Carmel Sermons Resources

Home / Carmel Sermons / Who We Are & What We’re For: One in Christ (Ephesians 2:11-12)

Who We Are & What We’re For: One in Christ (Ephesians 2:11-12)

Sep 19, 2021

One in Christ (Ephesians 2:11-22)

We hear people in our world talk about the words “unity” and “peace.” Yet, true and lasting reconciliation can only occur by the work of Christ Jesus. In Ephesians, Paul is writing a letter to a deeply divided people. Centuries of hatred and division between Jews and Gentiles were impossible to erase. Yet, in the power of the Spirit through the sacrifice of Jesus, unity in the Church is not only possible; it is expected by God.
Unity in the Church begins with remembering. We remember the grace of God by which we have been saved from eternal punishment and forgiven of every sin. Where there is a lack of unity, there is also a lack of humility. We are prone to forget. However, we are commanded to remember and daily dwell on the grace of God and His kindness toward others. What He has poured into our hearts spills out into every relationship we have with others.
How does God define reconciliation and peace? The definition is more than a mere “cease-fire” or a resolve of tension. God is inviting us into the forming of a new relationship. Through the cross, peace is given a new definition.

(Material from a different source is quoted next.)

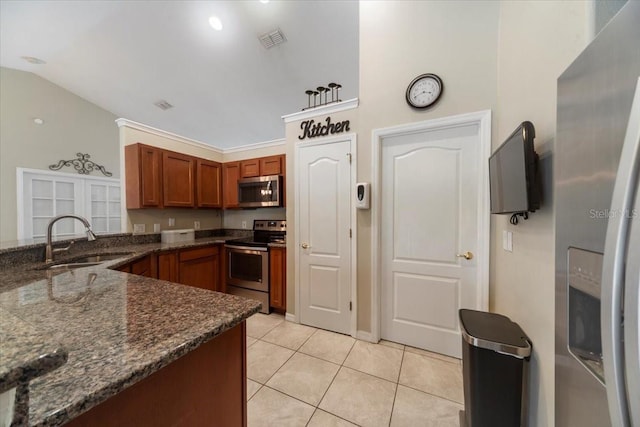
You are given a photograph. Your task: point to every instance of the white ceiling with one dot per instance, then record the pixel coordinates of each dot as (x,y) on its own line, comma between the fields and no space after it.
(227,90)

His reconciliation is a war that has already been won. Reconciliation is a uniting of us to Himself. When we are reconciled to Christ, He brings us into unity with each other. Our diversity no longer creates a divide. Instead, our diversity points to the power of Christ to bring His uniquely created people together as one.
In our walk with God, He changes us from self-centered and unforgiving to peace-makers who long to see others walk with Him. We are a reconciling people because we are a reconciled people. We do not find unity by pursuing unity. We find unity in pursuing Christ. People long for something to unite around. The Church invites people to be united to someone greater than an ideology, personal differences, sports teams, or interests. That someone is our Lord and Savior, Jesus.
For our hearts to be one takes the work of the Spirit. We can come up with millions of reasons to divide. But God not only desires unity, He designs unity. We are not like a family, we are a family. Long after every ideology wanes, every nation in this world declines, and personal differences passes, the bride of Christ will remain forever.
Discussion Questions:
  • What divisions does the watching non-Christian world see when they look at the Church today?
  • Based on Ephesians 2, what definition would you provide to a friend that was struggling with the concepts of peace and reconciliation?
  • What dividing issues are worth taking into eternity?